Aleksandra Bernatek: „Bieganie to tyle radości, że pozostanę niepokorna wobec rad specjalistów”
Opublikowane w czw., 05/06/2014 - 09:21
Nie zniechęciła się pani po tym biegu i pojawiły się kolejne starty?
Oczywiście, że się nie zniechęciłam. Zorientowałam się, że WOSIR organizuje Triadę Biegową „Zabiegaj o Pamięć” i postawiłam sobie za punkt honoru, że w następnym roku wezmę udział we wszystkich trzech biegach. Tak się też stało.
Jak reagują kibice, gdy widzą panią na trasie? Czy spotyka się pani z jakimiś uwagami podczas treningów?

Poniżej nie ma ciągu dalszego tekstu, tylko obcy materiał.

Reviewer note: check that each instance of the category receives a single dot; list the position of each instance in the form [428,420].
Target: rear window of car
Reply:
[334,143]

W większości przypadków spotykam się z bardzo pozytywnymi reakcjami. Zazwyczaj słyszę słowa zachęty. Na treningach nie zwracam uwagi na otoczenie, biegam ze słuchawkami w uszach i sobie śpiewam, bo bez tego się nudzę. Korzystam również z pomocy trenera w ramach akcji „Biegam bo lubię”. On zawsze nam powtarza, że skoro oderwaliśmy się od telewizora i wyszliśmy z domu, to już jesteśmy wygrani.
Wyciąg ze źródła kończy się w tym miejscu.